Harperized: Rebranding the federal government

Documents revealed by Canadian Press talk of news releases that are "Harperized" with bureaucrats expressing what they call "mild distress" at what they have been "instructed" to do. And now seasoned journalists on Parliament Hill are questioning the politicization of the public service. Today, the argument and the push-back, Jennifer Ditchburn, Lawrence Martin and Conservative MP Deal Del Mastro speak to the issue.

Part One of The Current


It's Wednesday, November 30th.

New documents show federal bureaucrats were ordered to use the term "Harper government" instead of "Government of Canada" in their communications.

Currently, the same documents suggest it would save taxpayers a lot on stationery if Harper just stayed in power forever.

This is The Current.

Harperized: Rebranding the federal government

We started this segment with a Liberal MP Joyce Murray speaking during yesterday's Question Period. And that quote she was reading was from documents that came to light in a news report yesterday. Those documents suggest the Privy Council Office ordered federal bureaucrats to refer to the Government of Canada as the Harper Government.
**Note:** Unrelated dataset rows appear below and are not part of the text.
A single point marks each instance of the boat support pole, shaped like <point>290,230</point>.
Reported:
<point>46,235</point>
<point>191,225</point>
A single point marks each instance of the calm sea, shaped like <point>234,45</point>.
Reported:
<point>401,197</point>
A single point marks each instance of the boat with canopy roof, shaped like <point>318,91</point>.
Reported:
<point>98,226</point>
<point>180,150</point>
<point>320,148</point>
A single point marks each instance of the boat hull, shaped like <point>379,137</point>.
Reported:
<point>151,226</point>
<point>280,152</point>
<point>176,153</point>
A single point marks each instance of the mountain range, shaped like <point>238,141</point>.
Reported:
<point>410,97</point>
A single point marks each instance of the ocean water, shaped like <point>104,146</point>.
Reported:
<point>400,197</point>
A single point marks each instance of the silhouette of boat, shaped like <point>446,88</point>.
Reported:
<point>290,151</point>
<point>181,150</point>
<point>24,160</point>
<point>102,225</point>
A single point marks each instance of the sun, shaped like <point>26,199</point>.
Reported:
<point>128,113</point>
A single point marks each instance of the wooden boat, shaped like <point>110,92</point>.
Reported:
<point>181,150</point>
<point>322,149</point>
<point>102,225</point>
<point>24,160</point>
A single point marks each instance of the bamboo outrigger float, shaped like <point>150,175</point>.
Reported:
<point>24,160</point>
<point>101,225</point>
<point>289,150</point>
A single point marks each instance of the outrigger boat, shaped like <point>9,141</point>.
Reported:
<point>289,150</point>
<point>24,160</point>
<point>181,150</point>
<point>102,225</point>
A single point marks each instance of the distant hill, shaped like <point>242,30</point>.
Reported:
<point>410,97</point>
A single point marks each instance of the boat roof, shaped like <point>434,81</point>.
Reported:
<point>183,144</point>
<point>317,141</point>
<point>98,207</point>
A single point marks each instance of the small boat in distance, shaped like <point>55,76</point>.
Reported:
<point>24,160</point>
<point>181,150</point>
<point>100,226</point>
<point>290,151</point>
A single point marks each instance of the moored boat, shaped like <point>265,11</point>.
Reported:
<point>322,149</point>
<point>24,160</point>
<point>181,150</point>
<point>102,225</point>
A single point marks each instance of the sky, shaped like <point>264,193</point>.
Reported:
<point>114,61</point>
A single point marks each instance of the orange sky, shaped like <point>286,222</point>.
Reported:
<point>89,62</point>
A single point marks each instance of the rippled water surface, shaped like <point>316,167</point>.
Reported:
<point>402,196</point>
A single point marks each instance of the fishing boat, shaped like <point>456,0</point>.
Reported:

For months, the Prime Minister's office has denied any such order exists. Yesterday, President of the Treasury Board, Tony Clement, responded to MP Joyce Murray by saying this kind of political branding happens all the time. We heard from Tony Clement explaining how the Government of Canada became the 'Harper government.'

But others offer a different reason for the rebranding of the federal government. They say it's all part of an unprecedented politicization of the bureaucracy and control over departmental messaging.
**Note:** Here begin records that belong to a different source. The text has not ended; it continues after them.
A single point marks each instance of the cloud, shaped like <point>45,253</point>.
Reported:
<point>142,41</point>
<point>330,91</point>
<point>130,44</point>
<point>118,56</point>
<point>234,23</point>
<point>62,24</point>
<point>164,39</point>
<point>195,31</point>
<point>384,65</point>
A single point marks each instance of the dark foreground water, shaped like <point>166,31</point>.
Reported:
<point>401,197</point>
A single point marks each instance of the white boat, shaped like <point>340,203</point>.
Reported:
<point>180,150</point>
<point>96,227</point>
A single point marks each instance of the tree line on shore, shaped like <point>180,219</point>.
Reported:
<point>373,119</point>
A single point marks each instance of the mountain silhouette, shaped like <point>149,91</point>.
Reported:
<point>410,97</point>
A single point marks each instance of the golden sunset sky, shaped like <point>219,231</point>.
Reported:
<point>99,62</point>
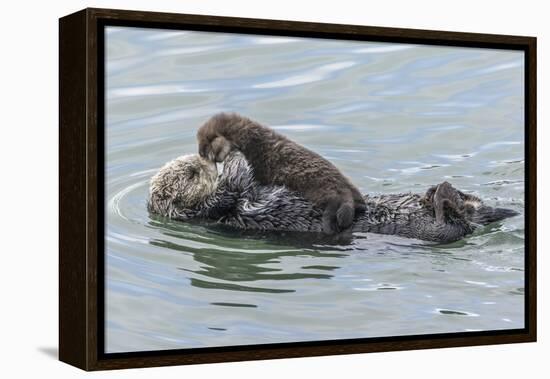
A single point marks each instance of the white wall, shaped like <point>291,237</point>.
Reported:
<point>28,148</point>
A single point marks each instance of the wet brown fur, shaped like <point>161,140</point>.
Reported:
<point>277,160</point>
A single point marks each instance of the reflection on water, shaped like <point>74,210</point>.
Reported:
<point>394,118</point>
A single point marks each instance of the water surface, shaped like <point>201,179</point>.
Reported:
<point>394,118</point>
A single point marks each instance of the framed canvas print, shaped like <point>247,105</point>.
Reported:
<point>238,189</point>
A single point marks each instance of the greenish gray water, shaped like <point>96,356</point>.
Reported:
<point>394,118</point>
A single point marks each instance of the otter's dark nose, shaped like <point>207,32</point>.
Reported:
<point>202,151</point>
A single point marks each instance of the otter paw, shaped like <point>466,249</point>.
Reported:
<point>215,150</point>
<point>446,199</point>
<point>344,216</point>
<point>337,216</point>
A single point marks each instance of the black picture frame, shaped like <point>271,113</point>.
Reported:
<point>81,183</point>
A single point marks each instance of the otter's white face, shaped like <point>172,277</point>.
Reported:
<point>182,183</point>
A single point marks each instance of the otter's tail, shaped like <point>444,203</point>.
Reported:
<point>485,215</point>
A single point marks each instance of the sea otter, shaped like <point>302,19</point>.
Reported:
<point>187,188</point>
<point>277,160</point>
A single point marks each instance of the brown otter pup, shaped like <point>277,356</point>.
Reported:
<point>277,160</point>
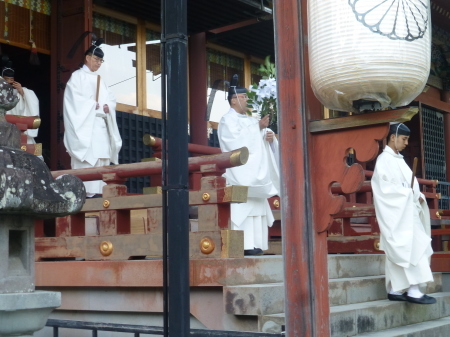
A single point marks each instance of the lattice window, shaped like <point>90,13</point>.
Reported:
<point>434,149</point>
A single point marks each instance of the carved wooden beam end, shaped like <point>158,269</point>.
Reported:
<point>329,166</point>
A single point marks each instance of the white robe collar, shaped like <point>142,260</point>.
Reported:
<point>238,114</point>
<point>389,150</point>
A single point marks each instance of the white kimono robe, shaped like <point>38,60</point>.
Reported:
<point>260,174</point>
<point>91,137</point>
<point>404,222</point>
<point>28,105</point>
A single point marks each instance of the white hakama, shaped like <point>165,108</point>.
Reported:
<point>91,136</point>
<point>404,223</point>
<point>28,105</point>
<point>260,174</point>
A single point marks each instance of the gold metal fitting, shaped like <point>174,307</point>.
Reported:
<point>207,245</point>
<point>106,248</point>
<point>376,244</point>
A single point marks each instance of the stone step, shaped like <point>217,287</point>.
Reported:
<point>369,288</point>
<point>269,268</point>
<point>268,298</point>
<point>354,319</point>
<point>436,328</point>
<point>254,299</point>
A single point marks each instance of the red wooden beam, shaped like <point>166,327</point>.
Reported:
<point>235,26</point>
<point>220,161</point>
<point>156,144</point>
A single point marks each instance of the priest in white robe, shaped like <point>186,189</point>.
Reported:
<point>28,104</point>
<point>404,219</point>
<point>91,135</point>
<point>260,173</point>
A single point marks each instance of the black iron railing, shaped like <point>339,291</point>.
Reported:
<point>137,330</point>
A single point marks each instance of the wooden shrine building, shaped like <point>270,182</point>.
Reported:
<point>106,260</point>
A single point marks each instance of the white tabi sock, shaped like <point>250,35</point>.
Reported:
<point>414,291</point>
<point>392,292</point>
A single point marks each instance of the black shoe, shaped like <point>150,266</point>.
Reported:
<point>401,297</point>
<point>425,299</point>
<point>255,251</point>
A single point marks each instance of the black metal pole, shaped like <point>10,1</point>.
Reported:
<point>164,172</point>
<point>175,21</point>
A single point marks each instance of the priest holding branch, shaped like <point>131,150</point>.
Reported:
<point>260,173</point>
<point>404,219</point>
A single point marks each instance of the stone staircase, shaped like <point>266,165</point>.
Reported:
<point>358,304</point>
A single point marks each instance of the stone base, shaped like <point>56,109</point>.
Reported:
<point>21,314</point>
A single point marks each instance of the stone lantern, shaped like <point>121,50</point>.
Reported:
<point>27,191</point>
<point>368,54</point>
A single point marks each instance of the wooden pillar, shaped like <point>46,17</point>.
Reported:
<point>304,249</point>
<point>141,67</point>
<point>198,86</point>
<point>447,143</point>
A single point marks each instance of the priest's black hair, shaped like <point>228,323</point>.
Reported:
<point>94,49</point>
<point>7,69</point>
<point>234,88</point>
<point>398,129</point>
We were joined by three guests today. Jennifer Ditchburn is one of the Canadian Press reporters whose story inspired the exchange we heard off the top. Lawrence Martin is a columnist with the Globe and Mail and author of Harperland: The Politics of Control. And Conservative Dean Del Mastro is the MP for Peterborough and the parliamentary secretary to Prime Minister Stephen Harper. They were all in Ottawa.